Genetics, Vol. 173, 2103-2110, August 2006, Copyright © 2006
doi:10.1534/genetics.105.054882
Genetic Control of X Chromosome Inactivation in Mice: Definition of the Xce Candidate Interval
Lisa Helbling Chadwick*,
,
Lisa M. Pertz*,
Karl W. Broman
,
Marisa S. Bartolomei
and
Huntington F. Willard*,1
* Institute for Genome Sciences and Policy, Duke University, Durham, North Carolina 27708, Department of Genetics, Case Western Reserve University, Cleveland, Ohio 44106, Department of Biostatistics, Johns Hopkins University, Baltimore, Maryland 21205 and Department of Cell and Developmental Biology, University of Pennsylvania School of Medicine, Philadelphia, Pennsylvania 19104
1 Corresponding author: Institute for Genome Sciences and Policy, Duke University, Box 3382, 101 Science Dr., Durham, NC 27708.
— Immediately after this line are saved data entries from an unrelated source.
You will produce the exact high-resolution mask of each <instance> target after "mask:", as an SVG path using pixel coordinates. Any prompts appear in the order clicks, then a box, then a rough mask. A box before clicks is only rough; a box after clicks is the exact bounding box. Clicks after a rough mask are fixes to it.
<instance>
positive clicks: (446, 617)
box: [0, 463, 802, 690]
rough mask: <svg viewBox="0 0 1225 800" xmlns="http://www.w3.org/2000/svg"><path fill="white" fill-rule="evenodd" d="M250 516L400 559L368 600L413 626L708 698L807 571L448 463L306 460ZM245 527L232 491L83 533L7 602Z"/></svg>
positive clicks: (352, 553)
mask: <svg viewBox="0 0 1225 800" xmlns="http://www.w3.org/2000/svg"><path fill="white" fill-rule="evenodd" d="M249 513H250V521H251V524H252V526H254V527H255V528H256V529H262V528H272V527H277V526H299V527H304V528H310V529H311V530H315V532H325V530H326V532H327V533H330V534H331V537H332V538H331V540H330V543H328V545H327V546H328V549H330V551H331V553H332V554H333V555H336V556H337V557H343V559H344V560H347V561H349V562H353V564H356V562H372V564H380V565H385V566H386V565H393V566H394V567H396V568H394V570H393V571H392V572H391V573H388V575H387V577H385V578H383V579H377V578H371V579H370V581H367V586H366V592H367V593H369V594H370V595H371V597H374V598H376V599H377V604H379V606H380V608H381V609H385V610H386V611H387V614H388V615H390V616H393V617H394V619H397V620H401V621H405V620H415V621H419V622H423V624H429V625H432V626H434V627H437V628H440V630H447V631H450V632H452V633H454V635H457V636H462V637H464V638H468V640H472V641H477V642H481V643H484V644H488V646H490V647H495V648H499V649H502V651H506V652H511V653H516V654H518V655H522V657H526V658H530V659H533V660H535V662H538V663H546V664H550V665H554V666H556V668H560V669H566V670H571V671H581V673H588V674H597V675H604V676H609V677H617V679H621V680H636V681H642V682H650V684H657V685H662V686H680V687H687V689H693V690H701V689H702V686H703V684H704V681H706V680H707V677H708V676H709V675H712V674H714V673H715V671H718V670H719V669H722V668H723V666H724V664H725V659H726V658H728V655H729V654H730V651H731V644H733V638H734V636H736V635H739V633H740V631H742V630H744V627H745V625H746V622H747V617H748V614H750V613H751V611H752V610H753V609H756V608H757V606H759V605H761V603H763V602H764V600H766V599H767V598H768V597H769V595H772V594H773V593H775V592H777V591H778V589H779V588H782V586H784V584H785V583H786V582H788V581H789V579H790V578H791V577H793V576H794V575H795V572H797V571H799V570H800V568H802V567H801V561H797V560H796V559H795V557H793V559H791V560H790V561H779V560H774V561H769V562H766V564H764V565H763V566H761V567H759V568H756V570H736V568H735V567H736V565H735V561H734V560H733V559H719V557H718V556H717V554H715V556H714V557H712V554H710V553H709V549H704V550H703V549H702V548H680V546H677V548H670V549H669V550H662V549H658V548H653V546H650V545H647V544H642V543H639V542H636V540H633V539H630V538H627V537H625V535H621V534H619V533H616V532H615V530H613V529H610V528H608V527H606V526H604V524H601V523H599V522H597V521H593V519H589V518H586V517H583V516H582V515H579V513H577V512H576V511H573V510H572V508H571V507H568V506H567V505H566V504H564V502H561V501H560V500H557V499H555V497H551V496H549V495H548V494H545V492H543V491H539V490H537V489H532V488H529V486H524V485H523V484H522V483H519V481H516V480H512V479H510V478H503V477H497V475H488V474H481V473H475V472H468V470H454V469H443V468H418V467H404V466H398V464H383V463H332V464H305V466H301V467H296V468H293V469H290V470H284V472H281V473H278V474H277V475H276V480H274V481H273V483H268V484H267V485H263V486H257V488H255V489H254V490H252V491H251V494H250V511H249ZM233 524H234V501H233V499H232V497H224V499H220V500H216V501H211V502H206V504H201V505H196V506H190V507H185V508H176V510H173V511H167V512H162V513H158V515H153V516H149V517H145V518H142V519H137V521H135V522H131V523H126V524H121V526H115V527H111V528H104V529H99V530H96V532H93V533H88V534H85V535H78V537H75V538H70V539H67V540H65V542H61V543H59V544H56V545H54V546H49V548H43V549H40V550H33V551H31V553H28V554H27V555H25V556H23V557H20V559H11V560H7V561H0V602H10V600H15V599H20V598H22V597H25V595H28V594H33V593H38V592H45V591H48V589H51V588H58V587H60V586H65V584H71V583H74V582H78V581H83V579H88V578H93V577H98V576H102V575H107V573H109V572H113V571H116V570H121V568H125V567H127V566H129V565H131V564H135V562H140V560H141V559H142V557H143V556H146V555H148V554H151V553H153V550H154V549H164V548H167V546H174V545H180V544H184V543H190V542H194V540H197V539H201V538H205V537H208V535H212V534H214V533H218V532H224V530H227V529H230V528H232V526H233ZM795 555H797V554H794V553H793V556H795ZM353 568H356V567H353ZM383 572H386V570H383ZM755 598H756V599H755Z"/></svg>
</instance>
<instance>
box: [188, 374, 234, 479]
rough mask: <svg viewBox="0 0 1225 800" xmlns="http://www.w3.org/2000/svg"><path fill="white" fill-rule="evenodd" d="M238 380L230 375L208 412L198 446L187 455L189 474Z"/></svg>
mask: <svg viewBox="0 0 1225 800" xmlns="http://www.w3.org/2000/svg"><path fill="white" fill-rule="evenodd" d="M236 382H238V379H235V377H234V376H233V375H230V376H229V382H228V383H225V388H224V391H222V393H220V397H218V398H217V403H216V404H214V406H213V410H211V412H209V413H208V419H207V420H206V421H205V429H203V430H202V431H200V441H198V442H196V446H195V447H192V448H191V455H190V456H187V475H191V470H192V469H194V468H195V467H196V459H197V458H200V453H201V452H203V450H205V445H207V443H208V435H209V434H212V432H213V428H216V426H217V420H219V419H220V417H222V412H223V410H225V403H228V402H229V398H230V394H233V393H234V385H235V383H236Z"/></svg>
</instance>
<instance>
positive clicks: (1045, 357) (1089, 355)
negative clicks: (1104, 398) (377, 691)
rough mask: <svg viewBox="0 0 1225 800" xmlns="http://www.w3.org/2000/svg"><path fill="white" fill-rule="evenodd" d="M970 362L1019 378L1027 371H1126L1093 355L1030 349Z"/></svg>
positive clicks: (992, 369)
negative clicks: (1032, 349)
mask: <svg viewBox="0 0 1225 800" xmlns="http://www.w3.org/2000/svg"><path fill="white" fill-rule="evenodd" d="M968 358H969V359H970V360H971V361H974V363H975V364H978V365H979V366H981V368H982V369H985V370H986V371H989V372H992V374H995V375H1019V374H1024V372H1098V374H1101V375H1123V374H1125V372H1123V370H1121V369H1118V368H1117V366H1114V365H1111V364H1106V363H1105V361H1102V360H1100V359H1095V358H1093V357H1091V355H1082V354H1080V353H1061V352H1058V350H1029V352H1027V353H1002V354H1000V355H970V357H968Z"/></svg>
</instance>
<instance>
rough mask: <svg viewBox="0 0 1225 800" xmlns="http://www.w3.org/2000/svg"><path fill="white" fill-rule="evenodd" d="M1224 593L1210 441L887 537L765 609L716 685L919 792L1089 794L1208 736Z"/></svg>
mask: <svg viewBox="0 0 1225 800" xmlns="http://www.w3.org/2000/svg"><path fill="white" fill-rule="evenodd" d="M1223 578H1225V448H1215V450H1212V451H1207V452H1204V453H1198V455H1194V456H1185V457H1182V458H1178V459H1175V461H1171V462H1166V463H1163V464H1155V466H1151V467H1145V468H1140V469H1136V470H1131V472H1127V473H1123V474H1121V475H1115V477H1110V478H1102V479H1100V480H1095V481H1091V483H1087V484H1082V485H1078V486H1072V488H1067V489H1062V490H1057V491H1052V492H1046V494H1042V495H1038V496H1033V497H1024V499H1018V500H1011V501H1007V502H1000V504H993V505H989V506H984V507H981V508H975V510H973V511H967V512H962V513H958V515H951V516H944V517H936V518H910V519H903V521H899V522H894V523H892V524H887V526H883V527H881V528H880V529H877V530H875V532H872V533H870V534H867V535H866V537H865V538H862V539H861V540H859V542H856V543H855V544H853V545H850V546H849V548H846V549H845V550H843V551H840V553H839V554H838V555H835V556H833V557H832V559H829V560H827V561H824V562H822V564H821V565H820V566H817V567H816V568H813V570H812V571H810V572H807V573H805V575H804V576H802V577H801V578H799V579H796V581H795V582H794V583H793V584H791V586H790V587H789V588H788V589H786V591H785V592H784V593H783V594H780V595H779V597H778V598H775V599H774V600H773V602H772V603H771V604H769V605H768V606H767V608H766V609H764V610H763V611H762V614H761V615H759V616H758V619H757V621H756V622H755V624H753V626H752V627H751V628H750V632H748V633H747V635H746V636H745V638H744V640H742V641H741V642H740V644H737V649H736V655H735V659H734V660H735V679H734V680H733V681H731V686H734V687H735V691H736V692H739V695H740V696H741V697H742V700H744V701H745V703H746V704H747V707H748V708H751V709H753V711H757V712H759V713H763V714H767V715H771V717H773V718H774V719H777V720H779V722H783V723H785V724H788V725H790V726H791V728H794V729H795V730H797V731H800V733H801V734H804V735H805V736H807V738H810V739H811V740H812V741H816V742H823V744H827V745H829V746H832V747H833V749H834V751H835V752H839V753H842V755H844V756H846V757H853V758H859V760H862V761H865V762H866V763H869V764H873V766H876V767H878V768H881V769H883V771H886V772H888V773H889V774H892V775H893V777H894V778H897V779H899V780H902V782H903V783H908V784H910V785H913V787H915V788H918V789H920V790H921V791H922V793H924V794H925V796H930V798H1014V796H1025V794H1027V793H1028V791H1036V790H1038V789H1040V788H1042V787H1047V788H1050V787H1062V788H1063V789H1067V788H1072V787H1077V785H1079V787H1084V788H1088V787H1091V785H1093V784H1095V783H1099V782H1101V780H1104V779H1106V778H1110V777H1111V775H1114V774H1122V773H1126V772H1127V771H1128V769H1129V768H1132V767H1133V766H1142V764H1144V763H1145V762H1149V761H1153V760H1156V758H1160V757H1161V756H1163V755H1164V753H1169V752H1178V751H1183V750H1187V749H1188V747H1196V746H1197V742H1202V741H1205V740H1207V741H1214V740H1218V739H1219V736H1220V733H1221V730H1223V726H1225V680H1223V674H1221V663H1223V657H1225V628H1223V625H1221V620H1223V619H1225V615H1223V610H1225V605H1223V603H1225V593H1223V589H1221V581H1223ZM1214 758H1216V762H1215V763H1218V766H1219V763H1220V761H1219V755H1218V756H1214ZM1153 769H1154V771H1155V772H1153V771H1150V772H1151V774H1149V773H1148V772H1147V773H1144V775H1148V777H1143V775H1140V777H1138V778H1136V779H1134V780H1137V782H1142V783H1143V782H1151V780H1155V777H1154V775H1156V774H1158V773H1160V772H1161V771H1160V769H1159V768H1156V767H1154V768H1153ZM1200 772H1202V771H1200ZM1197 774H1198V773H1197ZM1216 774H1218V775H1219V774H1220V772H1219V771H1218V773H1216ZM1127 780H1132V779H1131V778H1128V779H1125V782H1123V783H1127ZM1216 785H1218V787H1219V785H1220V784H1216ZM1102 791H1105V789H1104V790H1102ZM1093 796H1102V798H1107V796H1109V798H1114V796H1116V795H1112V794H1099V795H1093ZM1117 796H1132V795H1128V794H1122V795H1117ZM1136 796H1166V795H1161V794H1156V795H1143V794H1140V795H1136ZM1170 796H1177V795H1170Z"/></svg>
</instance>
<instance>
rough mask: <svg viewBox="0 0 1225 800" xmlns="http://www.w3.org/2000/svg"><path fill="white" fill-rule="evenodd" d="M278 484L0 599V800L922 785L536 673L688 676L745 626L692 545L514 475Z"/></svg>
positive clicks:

E-mail: hunt.willard{at}duke.edu
In early mammalian development, one of the two X chromosomes is silenced in each female cell as a result of X chromosome inactivation, the mammalian dosage compensation mechanism. In the mouse epiblast, the choice of which chromosome is inactivated is essentially random, but can be biased by alleles at the X-linked X controlling element (Xce). Although this locus was first described nearly four decades ago, the identity and precise genomic localization of Xce remains elusive. Within the X inactivation center region of the X chromosome, previous linkage disequilibrium studies comparing strains of known Xce genotypes have suggested that Xce is physically distinct from Xist, although this has not yet been established by genetic mapping or progeny testing. In this report, we used quantitative trait locus (QTL) mapping strategies to define the minimal Xce candidate interval. Subsequent analysis of recombinant chromosomes allowed for the establishment of a maximum 1.85-Mb candidate region for the Xce locus. Finally, we use QTL approaches in an effort to identify additional modifiers of the X chromosome choice, as we have previously demonstrated that choice in Xce heterozygous females is significantly influenced by genetic variation present on autosomes (CHADWICK and WILLARD 2005). We did not identify any autosomal loci with significant associations and thus show conclusively that Xce is the only major locus to influence X inactivation patterns in the crosses analyzed. This study provides a foundation for future analyses into the genetic control of X chromosome inactivation and defines a 1.85-Mb interval encompassing all the major elements of the Xce locus.